Malaysian police thwarted an Islamic State (Isis) plot last year to kidnap Prime Minister Najib Razak, the country's home minister has said.
The plot to kidnap Najib and other top leaders was uncovered and foiled in January last year, Ahmad Zahid Hamidi, who is also the deputy prime minister, said in parliament.
"A total of 13 IS elements planned to kidnap the country's top leaders, including the prime minister, Defence Minister Datuk Seri Hishammuddin Hussein and myself," he said in the house on Teusday, the Malaysian Digest reported.
The minister revealed that Islamic terror cells operating in the Kedah province were the masterminds behind the plot.
"They also planned to rob a security van in Genting Highlands to fund their terror activities," he added, in response to a query in parliament.
The Daesh militants had also planned in 2014 to launch attacks at several locations in Alor Setar, Kedah. The police had foiled this plan as well, the minister said.

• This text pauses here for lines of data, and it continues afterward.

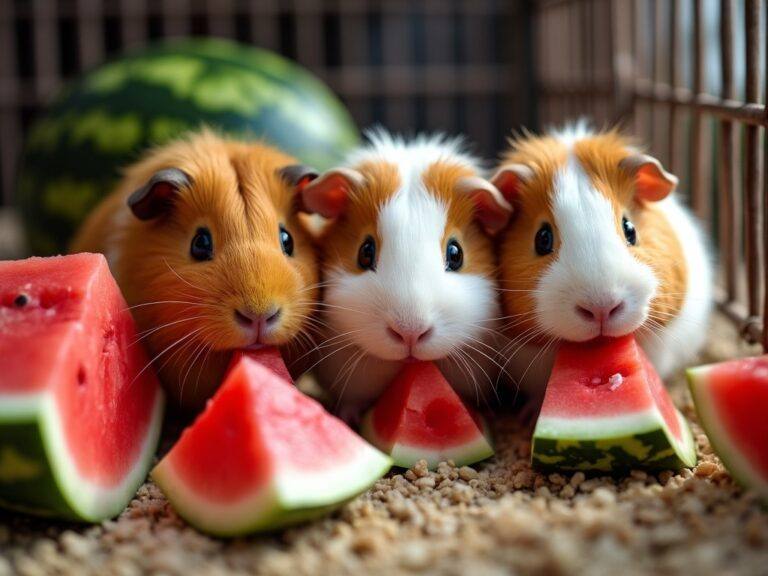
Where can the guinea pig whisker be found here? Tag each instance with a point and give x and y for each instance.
(462, 365)
(540, 354)
(166, 349)
(355, 310)
(158, 302)
(180, 351)
(524, 336)
(345, 367)
(337, 350)
(181, 278)
(149, 332)
(489, 358)
(194, 355)
(330, 342)
(200, 370)
(480, 366)
(357, 359)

"The group had planned to test improvised explosive devices before attacking a Syiah mosque and several Chinese temples in the city."

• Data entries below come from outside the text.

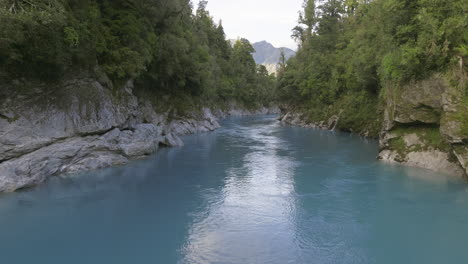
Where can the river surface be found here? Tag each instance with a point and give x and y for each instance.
(252, 192)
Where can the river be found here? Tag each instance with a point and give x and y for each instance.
(251, 192)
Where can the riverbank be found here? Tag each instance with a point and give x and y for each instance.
(87, 127)
(421, 124)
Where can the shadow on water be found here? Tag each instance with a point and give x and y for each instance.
(252, 192)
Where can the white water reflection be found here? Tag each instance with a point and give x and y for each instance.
(254, 206)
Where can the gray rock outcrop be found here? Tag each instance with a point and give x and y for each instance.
(84, 127)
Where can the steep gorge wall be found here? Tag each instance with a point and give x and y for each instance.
(85, 125)
(426, 124)
(423, 123)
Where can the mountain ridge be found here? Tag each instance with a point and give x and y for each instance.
(268, 55)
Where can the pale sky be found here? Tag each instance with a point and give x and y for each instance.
(256, 20)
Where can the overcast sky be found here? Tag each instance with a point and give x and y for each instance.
(256, 20)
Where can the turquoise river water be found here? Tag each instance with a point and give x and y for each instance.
(252, 192)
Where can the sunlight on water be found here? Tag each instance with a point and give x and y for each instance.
(252, 192)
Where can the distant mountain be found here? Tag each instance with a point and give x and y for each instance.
(266, 54)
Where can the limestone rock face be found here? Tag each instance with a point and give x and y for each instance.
(426, 125)
(83, 125)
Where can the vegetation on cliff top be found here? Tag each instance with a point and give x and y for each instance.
(166, 46)
(356, 48)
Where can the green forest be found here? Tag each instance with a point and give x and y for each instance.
(353, 51)
(166, 46)
(350, 51)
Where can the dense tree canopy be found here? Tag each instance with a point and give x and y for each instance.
(349, 50)
(164, 44)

However, the minister said there are "no proper" Isis establishment in the country.
"Although there is no proper Daesh (IS) establishment in the country, those here (in Malaysia) were being influenced and have been receiving orders from the IS network in Syria," he said, according to Reuters.
Muslim majority Malaysia has been on alert against Isis-influenced terror strikes in the country.
In January, officials said they busted a suspected Islamic State cell and arrested seven people in a three-day operation.
Najib had ordered increased security measures across the country in the wake of the Jakarta attack in January.